I was going to write the real definition of astrology then write mine to show you the difference, but that seems like a waste of my time and yours so instead, i'll just waste your time and pick one word from my definition that best describes how i feel towards astrology. . . . ok, cancel that. 3 words.

Minimum wage worker.

I'll let you piece that one together. I also used words like "generalities" and "vague" and "pongquats", but i feel that "minimum wage worker" better describes astrology. If you want an explanation, just ask. Or don't because i'll just tell you.
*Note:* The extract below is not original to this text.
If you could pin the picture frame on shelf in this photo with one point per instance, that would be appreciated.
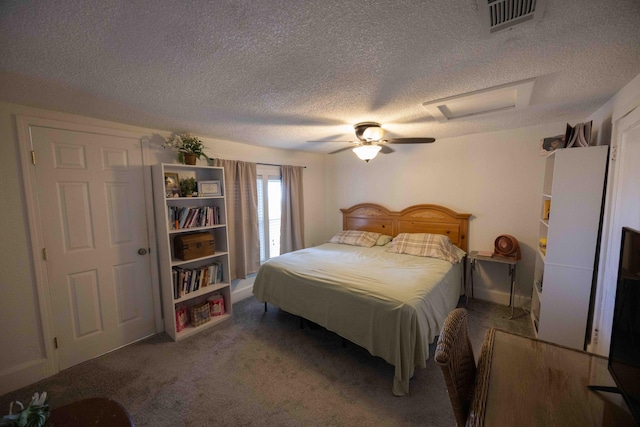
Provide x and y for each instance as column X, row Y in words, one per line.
column 209, row 188
column 171, row 184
People who buy in to whorescopes are just people with maybe less of an education. Yes, i am stereotyping. Just be glad i'm not singling any of you out. I'm [not] sorry, but if you're that gullible to believe that an effing star can somehow tell you that you're going to have a bad day and you should follow your instincts, then you're an idiot. That simple. Idiots act on whorescopes.

Here was mine for yesterday:
"You're having a fun, relaxed time of it today, and should find that your presence does wonders for your people. It's a great day for you to step up and ensure that everyone who matters is heard."

I never knew i had people. Good to know next time i host a party, say a "T-Lake Techno Party" (google it), it'll be nice to have my peeps with me. Anyway, despite being vague and general, it completely missed it's mark. My day was not relaxing. Nor was today's. Eff you whorescope.

Ok, i asked a good friend of mine who works at gizmodo to give some insight on astrology. Enjoy.

"The stars are giant flaming orbs of gas, floating in a vacuum. They dictate nothing. They determine nothing in your life. They do not care about you, or your girlfriend, or you r job, or your sister's wedding, or your car not starting, or whether you're "the jealous type." They do not get to decide whether you get along with Libras, or can't stand Cancers, or are having a bad day. They don't care about anything, because they are giant flaming orbs of gas, floating in a vacuum. Stars don't even care about starts. If you're lazy, or sleazy, or easily angered, it's your own fault--not the galaxy's."
-entertaining gizmodo writer-

amen.

p.s. - i don't actually have a good friend at gizmodo, i made that up, but i did copy and paste the paragraph from a gizmodo article, so. . . . . . yeah.

p.p.s. - the "t-lake techno party" is an annual techno party held on justin timberlake's birthday. often frequented by major celebrities, this party has in recent years gone the way of laserdiscs, but former party goers frequently post queries on major news sites, asking if said party will ever resume.

1 comment:

Kira said...

People that believe in horoscopes make life a little better for the rest of us. It wasn't too terrible seeing a large chunk of the population get thrown into an identity crisis after the Zodiac shift. Plus, all those people that thought they were lazy because their "sign" said so, are now forced to be more determined and might bag my groceries a little faster.